For, if in change something really is altered, and, if the alteration can consist merely in difference of position, and if in this difference the terms and the relations are neither of them altered then either we have an alteration where nothing is changed, or else our premisses have been wrong. Something, if so (we shall have to allow), is concerned in the change, which something is more than and other than the elements admitted by Pluralism. If (to repeat) you hold to reality in the form of external terms and relations, you must deny the ultimate reality of change as actually given. If, on the other hand, you affirm this latter, you must insist that the experience of change is a non-relational totality. And, if so, terms and relations become, as such, abstractions, constructions, true perhaps or perhaps vicious, but assuredly in neither case things, as such, actually experienced. How it is possible to avoid this dilemma and simply to maintain both theses at once, I myself do not know, but apparently nothing less is required for the position taken by Prof. James.
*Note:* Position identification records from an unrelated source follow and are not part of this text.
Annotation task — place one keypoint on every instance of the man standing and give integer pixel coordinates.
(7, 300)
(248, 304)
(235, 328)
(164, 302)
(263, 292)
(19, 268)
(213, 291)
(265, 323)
Bradley's criticism also applied to another pluralist, Russell, with whom he held a long-running controversy over the reality of relations. Bradley's remark above appeared in "Appendix III to Chapter V" in his Essays on Truth and Reality (Oxford 1914). Bradley was challenging James's views as expressed in Essays in Radical Empiricism, "Essay III"  (published posthumously by Longmans, Green in 1912) and in A Pluralistic Universe (Longmans, Green 1909).

Bradley went on to say,
The doctrine which Prof. James would, I think, have preferred is the view that given experience is non-relational, that it is an unbroken fluid totality containing in one now an undivided lapse, and is in itself foreign to any terms or relations as such. This I also have taken to be the true account of the matter; and what I would notice here is the fact, that, while urging this view as a fatal objection ignored by Absolutism and Idealism, Prof. James might, like others, have himself learnt it at the very source where according to him it is most unknown. The doctrine in question, Prof. James stated very candidly, has been advocated by myself since 1883. He seems even to give me the credit of having broken away here from the tradition of my school, and of having, conjointly with M. Bergson though at perhaps an earlier date, originated in modern times the true view ignored by and fatal to idealistic Monism. Now for myself (I am of course not concerned with M. Bergson's attitude) I at once, in the same journal, disclaimed, and I now again emphatically disclaim any such originality.